To add to the possible number of therapies that can be employed against the virus, a new approach has surfaced which utilizes the highly acclaimed CRISPR technology. Researchers from Stanford University are working with researchers from the Molecular Foundry, a nanoscience user facility located at the Department of Energy’s Lawerence Berkely National Laboratory, to develop a candidate therapy for COVID-19.
The therapy finds its origin in the works of Stanley Qi, assistant professor at Stanford University, who is developing a technique called PAC-MAN (Prophylactic Antiviral CRISPR in huMAN cells). This technique sought to utilize the gene-editing tool CRISPR to fight influenza.
The news of a pandemic breaking out all over the globe suddenly prompted the assistant professor to think about whether they could utilize PAC-MAN to fight Coronavirus. This also resulted in their partnership with the Berkeley Lab’s Molecular Foundry so that they could develop a therapy that develops PAC-MAN to the cells of COVID-19 patients.
The PAC-MAN is a simple system, like most of the CRISPR based systems, it has the enzyme known as Cas13 and a guide RNA. The CAS13 enzyme uses the guide RNA to identify and destroy specific nucleotide sequences in the genome of the Coronavirus.
The biggest challenge that Qi and his team face in converting PAC-MAN into therapy for COVID-19 is the method of delivering it to the lung cells. The virus attacks the lung cells, which leads to inflammation and subsequently to the lung being filled with fluid.

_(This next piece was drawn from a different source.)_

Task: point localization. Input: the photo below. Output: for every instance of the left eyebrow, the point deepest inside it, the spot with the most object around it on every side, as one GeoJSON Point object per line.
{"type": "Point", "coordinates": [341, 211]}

The lab at which PAC-MAN was developed doesn’t work with delivery methods, so they had to partner up with the Berkeley Lab, which specializes in cellular delivery techniques. Molecular Foundry uses synthetic molecules called liptoids to deliver different things to the cells. As part of the collaboration, they have already demonstrated the efficacy of liptoids in the delivery of DNA and RNA to a variety of cell lines.
The method requires a lot of polish, and it needs to be tested thoroughly before it can be deployed against the pandemic. However, the greater number of options we have, the better chance we have of beating this pandemic.